Since then, high frequency economic indicators improved, buoying the expectations for a fast rebound in the economy while some of the other economic readings pointed that they are responding to the earlier monetary policy actions, potentially resisting the urge by the members of the rate setting committee to make any adjustments to the current monetary policy.
For instance, the October reading of the Purchasing Managers Index showed a significant expansion of both manufacturing and services activities while private sector credit growth eased substantially in response to the correction that took place in the market interest rates, though such credit is expanding at the authorities’ desired range.
The bond yields which eased during the last couple of weeks after rising continuously since August also prompted the Monetary Board to hold steady this week.
For instance, the yields of the treasury bill auction held this week fell for the third week in a row across all three maturities with the benchmark 1-year bill yield shedding a single basis point to end at 8.16 percent.
The officials at the Central Bank expect the yields to level off at these levels.
Meanwhile, the other market rates, except for the prime lending rate and the deposit rates have refused to budge as the average weighted new lending rate which gauges the average rate of the loans disbursed in the most recent time period has in fact fallen by 24 basis points so far this year to 8.14 percent.

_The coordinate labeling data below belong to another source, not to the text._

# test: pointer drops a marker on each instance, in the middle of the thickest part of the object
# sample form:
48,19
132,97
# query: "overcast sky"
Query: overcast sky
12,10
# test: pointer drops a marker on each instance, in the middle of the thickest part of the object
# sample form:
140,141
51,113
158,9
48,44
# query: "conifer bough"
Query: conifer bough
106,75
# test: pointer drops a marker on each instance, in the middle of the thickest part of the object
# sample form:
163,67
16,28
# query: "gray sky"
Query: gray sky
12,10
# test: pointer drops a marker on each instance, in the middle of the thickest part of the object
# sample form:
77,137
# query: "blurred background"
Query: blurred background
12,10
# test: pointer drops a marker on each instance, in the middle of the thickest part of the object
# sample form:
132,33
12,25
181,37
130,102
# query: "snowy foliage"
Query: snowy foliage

The prime lending rate, the proxy for the short term lending rates rose the most by 222 basis points this year through November 23 to 8.03 percent as shown earlier this week.
However, a potential fresh outbreak of the pandemic, fragile external sector and the inflation remain key hangovers which could change the trajectory and challenge the monetary policy status quo.
While the Central Bank is hoping to expand the economy by 5.0 percent this year and are buoyed by the strengthening exports which recorded over a billion dollars in earnings in five consecutive months through October, the inflation is projected to accelerate further in the immediate future, the prices are expected to ease towards the near term with the unclogging of the global supply chains and the easing of demand conditions elsewhere with the fading impact of the stimulus measures.
However, the Monetary Board admitted that they are seeing some, “gradual firming of aggregate demand conditions”, but the current price pressures which are mostly supply driven cannot be addressed through monetary policy.
“A further acceleration of headline inflation is possible in the immediate future, although such movements are expected to be transitory”, the Monetary Board said in a statement.
“The monetary policy measures already taken by the Central Bank will help curbing excessive demand pressures and preventing the buildup of adverse inflation expectations”, they added.
Global central banks are increasingly turning hawkish with rate hikes and the most recent one was the 0.25 percent increase of its benchmark seven day repurchase rate by The Bank of Korea yesterday on rising inflation and household debt.
The Bank of Korea became the first developed country in Asia to raise its benchmark rates by 50 basis points in August after 15 months at record low, scaling back its policy support to fend off surging household debt and to cool its red-hot property prices.
The US Fed, the de-facto global Central Bank which most other central banks look up to said just their monetary policy is most likely to raise interest rates by June or earlier, as their inflation hit a 30-year high of 6.2 percent in October, more than thrice their preferred inflation level of 2.0 percent.